Rents set records


New data indicate that rental competition remained relentless in April, as the U.S. median rental price hit a new high for the fourteenth month in a row, according to the May Monthly Rental Report. These trends spotlight the affordability struggles reported by renters in’s Quarterly Landlord and Renter Survey, which found higher rents are increasingly cutting into households’ budgets for regular expenses and savings.

April rents break records

“April data illustrates the perfect storm of supply and demand dynamics behind the continued rent surge, from a low number of available rentals to higher for-sale housing costs forcing many would-be buyers to rent for longer than planned,” said chief economist Danielle Hale. “Renters are being left with few options but to meet higher rents and, in some cases, even offer above asking—whether they can afford to or not. Our new survey shows rents are not only maxing out renters’ housing budgets but are the biggest strain on their overall finances, even as inflation drives up expenses across the board.”
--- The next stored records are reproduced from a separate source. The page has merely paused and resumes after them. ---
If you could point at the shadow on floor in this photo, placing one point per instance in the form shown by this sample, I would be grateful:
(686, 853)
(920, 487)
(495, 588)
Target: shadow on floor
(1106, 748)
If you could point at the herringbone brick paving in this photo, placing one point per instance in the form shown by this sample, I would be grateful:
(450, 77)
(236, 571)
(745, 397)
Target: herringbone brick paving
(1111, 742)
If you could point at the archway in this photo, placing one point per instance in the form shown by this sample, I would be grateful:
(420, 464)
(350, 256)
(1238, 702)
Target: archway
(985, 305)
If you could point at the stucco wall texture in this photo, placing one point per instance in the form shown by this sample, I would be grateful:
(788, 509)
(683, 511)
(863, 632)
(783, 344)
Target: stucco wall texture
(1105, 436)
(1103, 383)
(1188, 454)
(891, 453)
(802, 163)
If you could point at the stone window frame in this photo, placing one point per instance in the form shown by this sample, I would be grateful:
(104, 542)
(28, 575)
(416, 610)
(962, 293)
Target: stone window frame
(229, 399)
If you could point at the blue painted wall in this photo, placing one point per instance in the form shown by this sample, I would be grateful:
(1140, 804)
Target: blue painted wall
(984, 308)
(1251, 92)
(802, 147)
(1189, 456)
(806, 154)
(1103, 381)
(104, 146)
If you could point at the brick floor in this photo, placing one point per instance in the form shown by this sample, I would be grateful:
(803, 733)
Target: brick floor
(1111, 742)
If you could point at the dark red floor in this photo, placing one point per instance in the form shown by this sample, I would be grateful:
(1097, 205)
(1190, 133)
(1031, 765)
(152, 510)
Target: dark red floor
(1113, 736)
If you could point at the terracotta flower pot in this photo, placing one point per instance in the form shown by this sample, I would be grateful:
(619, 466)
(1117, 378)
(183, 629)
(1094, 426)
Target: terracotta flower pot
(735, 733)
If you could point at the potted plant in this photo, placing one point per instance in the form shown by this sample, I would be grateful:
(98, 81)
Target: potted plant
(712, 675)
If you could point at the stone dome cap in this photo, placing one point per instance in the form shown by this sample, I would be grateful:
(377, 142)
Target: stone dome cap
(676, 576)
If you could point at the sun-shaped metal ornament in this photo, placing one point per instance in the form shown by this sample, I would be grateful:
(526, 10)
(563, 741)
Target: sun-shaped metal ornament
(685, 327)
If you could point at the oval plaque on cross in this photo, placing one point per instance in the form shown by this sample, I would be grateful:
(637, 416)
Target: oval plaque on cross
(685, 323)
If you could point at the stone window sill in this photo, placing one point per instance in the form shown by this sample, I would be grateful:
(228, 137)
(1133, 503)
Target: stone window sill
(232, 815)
The U.S. median rental price hit a new high of $1,827 in April, with an annual growth rate of 16.7 percent. Hale suggested that typical U.S. asking rents will eclipse $2,000 by August.”

The April gain had national rents maintaining their record-breaking run that began in January 2021, despite being slightly smaller than the year-over-year gain posted in March. The continued rent surge is attributed to the mismatch between rental supply and rising demand, largely from would-be homebuyers. Some of these aspiring homeowners are staying in the rental market for longer than they may have intended, due to intensifying cost pressures driven by both the housing supply shortage and the inflationary economy. If these trends continue, national asking rents will likely surpass 2022’s forecasted year-over-year growth projections of 7.1 percent.

More rent increases coming

With rental demand on the rise, landlords with limited available units are able to adjust asking rents on both new and renewing leases to reflect the increasingly competitive market. In fact, the majority of landlords surveyed reported plans to increase rental prices within the next 12 months. Nearly three-quarters of landlords plan to raise the rent of at least one property this year, up from two-thirds in the January survey.

The trend of rising rents could mean further rental affordability challenges, with many surveyed renters already feeling the squeeze on their finances and savings, as inflation drives up the cost of everything from rent to regular household expenses.

Renters react to the pressure

Among renters surveyed in April, 66.1 percent said higher rents and related household costs are their top cause of financial strain—ahead of other expenses like food and groceries and auto and transportation.

Higher rents are also limiting renters’ ability to save, with more than three-quarters of renters saving less each month than at the same time last year. The typical household surveyed reported being able to save just $50 each month.

Of respondents whose rents have gone up on their current unit, 72.9 percent are considering a move to a more affordable rental property when their lease expires. However, lower-cost options are dwindling, with renters who moved in the past year typically paying higher rents than they did previously. Those who are staying put are trying to cut costs, most commonly on entertainment and on food and groceries.